Market participants were unsure what to expect when “Stock Connect” launched the morning of Monday, November 17, 2014.1 The program, sometimes called the Shanghai-Hong Kong “through-train”, provides a trading link between the Hong Kong and Shanghai Stock Exchanges that enables the participants of one exchange to trade certain equities on the other. With access to the Chinese securities markets still tightly regulated, Stock Connect represents a new route – and for some market participants, the only route – to trade Shanghai-listed equities. But the program relies on new infrastructure providing connectivity between the exchanges and a quota that limits total northbound and southbound purchases. On Day One, there were lingering questions about how such infrastructure would function in practice. 
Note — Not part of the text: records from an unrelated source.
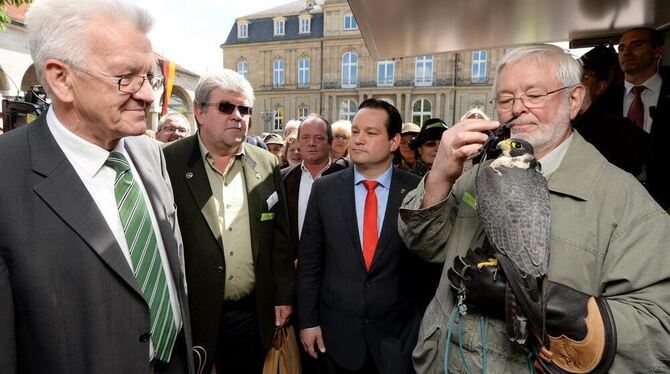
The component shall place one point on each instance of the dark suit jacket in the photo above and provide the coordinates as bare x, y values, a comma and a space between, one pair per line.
356, 309
69, 302
291, 178
658, 177
205, 263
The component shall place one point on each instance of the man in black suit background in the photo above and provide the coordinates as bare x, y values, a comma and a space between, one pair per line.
91, 277
232, 210
644, 98
357, 282
315, 137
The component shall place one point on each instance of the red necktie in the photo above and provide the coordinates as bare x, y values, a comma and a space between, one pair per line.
636, 110
370, 223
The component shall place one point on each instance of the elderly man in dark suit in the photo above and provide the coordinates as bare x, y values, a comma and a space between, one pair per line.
358, 284
232, 210
644, 98
91, 279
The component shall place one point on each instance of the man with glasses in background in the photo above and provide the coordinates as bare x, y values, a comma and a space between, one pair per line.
607, 301
232, 210
91, 277
173, 126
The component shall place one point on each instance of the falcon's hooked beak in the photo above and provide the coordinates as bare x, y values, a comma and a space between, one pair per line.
505, 146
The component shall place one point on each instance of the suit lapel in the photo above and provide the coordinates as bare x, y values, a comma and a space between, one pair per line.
255, 202
198, 183
64, 192
348, 207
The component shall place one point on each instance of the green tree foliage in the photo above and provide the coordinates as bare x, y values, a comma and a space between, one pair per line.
4, 18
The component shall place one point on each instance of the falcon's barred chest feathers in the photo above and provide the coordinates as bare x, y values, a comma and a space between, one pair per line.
513, 206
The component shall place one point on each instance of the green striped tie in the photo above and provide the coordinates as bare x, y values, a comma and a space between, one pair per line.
144, 254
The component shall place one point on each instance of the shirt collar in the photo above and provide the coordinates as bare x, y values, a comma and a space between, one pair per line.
88, 156
552, 160
384, 179
304, 168
204, 153
653, 84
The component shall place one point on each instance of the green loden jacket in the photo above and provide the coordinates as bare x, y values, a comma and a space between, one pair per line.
609, 238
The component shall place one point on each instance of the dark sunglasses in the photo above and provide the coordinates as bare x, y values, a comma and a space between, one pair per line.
228, 108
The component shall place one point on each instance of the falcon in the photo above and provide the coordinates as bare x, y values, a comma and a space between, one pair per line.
513, 206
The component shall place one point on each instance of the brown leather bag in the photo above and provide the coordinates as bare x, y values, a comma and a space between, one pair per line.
283, 357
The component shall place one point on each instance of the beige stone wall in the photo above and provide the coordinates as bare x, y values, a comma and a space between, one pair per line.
449, 99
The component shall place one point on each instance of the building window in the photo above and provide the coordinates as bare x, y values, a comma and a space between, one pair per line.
279, 26
242, 30
349, 70
303, 112
303, 72
350, 22
348, 109
479, 66
243, 69
278, 119
423, 72
422, 110
305, 25
385, 73
278, 73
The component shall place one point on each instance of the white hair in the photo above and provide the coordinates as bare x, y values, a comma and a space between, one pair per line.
342, 124
226, 80
568, 69
60, 28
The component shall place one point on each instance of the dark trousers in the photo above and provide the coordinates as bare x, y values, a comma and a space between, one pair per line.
239, 349
331, 367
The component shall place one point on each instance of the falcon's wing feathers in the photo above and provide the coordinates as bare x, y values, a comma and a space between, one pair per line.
514, 210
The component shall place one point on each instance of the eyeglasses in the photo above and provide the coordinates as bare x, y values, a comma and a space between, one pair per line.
179, 130
228, 108
126, 83
531, 99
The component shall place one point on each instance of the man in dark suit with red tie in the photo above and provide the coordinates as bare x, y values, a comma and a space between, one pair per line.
644, 98
357, 282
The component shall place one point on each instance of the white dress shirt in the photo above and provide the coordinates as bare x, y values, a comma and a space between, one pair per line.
88, 160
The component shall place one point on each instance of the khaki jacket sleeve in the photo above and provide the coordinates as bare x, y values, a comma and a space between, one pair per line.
426, 231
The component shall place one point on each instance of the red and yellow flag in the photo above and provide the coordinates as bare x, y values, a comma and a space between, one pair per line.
169, 69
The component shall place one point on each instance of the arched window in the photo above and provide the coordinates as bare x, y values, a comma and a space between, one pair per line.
303, 72
423, 72
278, 73
422, 110
348, 109
243, 69
278, 118
349, 70
479, 66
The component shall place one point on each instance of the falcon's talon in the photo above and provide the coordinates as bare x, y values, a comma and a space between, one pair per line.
492, 262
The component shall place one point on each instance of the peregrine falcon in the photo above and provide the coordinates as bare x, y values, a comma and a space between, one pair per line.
513, 206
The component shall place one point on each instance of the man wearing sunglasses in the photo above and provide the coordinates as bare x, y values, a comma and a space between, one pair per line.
90, 269
607, 306
232, 210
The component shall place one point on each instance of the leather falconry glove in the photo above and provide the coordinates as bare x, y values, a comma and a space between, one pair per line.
483, 286
581, 333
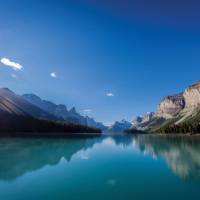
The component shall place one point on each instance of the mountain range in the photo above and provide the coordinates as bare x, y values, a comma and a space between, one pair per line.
30, 113
175, 113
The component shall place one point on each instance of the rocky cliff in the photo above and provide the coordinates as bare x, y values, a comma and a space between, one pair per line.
170, 106
174, 110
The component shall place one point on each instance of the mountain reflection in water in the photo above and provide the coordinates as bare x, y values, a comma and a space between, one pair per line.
19, 156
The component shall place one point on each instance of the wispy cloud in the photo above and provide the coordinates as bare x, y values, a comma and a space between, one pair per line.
9, 63
87, 111
53, 75
110, 94
13, 75
84, 157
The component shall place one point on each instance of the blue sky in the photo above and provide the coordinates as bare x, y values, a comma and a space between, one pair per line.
136, 52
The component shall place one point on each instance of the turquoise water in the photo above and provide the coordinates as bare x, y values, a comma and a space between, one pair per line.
121, 167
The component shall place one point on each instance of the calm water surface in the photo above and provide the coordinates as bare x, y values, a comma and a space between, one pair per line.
121, 167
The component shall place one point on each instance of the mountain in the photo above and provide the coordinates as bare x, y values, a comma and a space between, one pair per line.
18, 117
14, 104
92, 123
120, 126
60, 111
176, 113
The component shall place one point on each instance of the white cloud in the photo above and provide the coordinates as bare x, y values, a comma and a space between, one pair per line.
9, 63
109, 94
87, 111
13, 75
53, 75
84, 157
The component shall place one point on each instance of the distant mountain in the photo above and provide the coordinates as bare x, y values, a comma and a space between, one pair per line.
19, 116
92, 123
120, 126
176, 113
60, 111
14, 104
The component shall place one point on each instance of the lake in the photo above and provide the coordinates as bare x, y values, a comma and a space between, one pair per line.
120, 167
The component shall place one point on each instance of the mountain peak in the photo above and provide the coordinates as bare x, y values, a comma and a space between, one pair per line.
72, 110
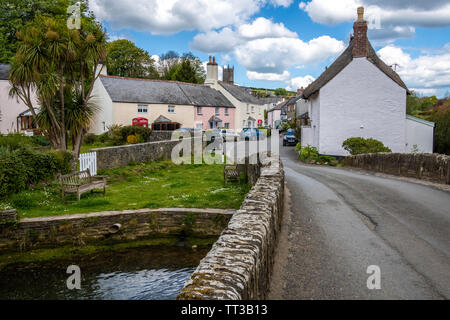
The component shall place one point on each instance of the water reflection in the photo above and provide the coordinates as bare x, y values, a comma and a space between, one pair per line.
136, 274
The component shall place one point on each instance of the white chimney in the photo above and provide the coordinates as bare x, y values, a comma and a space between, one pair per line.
212, 71
101, 68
Day One of Stock Connect: Northbound Quota Exhausted

After the opening bell, northbound trading (i.e., purchases by Hong Kong and international investors of Shanghai-listed securities) was brisk. Under Stock Connect rules, buy orders are permitted only when a market-wide daily quota of RMB 13 billion (approximately US$2.08 billion) is available.2 Once the aggregate amount of buy and sell orders (subject to certain adjustments) exceeds the daily quota, then further buy orders will be rejected (sell orders will not be affected). On Day One, the daily quota was exhausted by early afternoon. By the second day, however, trading was more subdued and, with buy and sell orders offsetting each other, a significant portion of the daily quota remained at the day’s end. Subsequent daily trading volumes similarly have undershot the daily quota. Prior to launch, some market participants were concerned that Stock Connect securities would not be available when needed because of the operation of the quota. These concerns are particularly acute for trading strategies that require guaranteed access to securities (e.g., fixed-allocation or index strategies). Early experience with Stock Connect suggests that the daily quota may not raise issues under normal conditions; however, the quota limit remains relatively small. Any unusual market activity that heightens interest in Shanghai-listed equities could exhaust the daily quota.

Market Practice and Custody Issues

The structure of Stock Connect raises several questions about custody of assets – in particular, for UCITS and U.S. retail funds. In early trading, retail funds were largely absent. However, a subsequent announcement by the Luxembourg Commission de Surveillance du Secteur Financier indicated that at least some Luxembourg funds would soon be participating. Further, other UCITS and U.S. retail funds are actively considering the issues.

There are essentially two links in Stock Connect that attract concern: first, securities in the program may be required to be held in a clearing account (which typically is an account maintained by a broker rather than a custodial account) during a “trade pre-check” process on the day before a trade. Second, trades are ultimately cleared through China’s central clearinghouse, ChinaClear, with Hong Kong Securities Clearing Company Limited (HKSCC) acting as a nominee holder on behalf of the ultimate beneficial owners (e.g., Stock Connect investors). Stock Connect securities therefore may be outside of a fund’s custody, potentially from the day before the trade through delivery of the securities the day after the trade.

Market practice has responded quickly. To avoid securities leaving custody during the pre-check process, many market participants have opted to hold shares through Hong Kong-based custodians that have clearing accounts with HKSCC (thereby sidestepping the need to hold such securities in a broker’s clearing account). Other multi-party arrangements (e.g., tri-party agreements) may also be possible.

The status of HKSCC as a nominee holder continues to generate some concerns, because the concept of beneficial ownership is not well-developed under Chinese law. However, Stock Connect regulations expressly establish the concepts of beneficial ownership and nominee holders in China and provide that beneficial owners possess the rights and benefits of Stock Connect securities (including the rights to receive dividends and send voting instructions to HKSCC).3 Furthermore, if HKSCC were to become insolvent, the regulators have stated that Stock Connect securities would not be regarded as general assets of HKSCC. In addition, the risk of claims from other parties in China is somewhat limited by ChinaClear’s role as a clearing house – as long as a trade is conducted in accordance with Chinese trading rules, it is final.4

Next Steps and Remaining Issues

While the legal framework for custody appears to be in place at the highest level, market participants should recognize that certain Chinese securities and trading laws will apply. Violations of these laws can lead to restrictions on trading. To the extent that judicial enforcement is needed to enforce rights or obligations under Stock Connect, market participants should expect that Chinese courts may be less familiar with relatively new concepts, such as beneficial ownership. Market participants still on the fence about Stock Connect may need to speak to Hong Kong brokers, custodians and counsel to discuss the program. But, for everyone else, the through-train is running.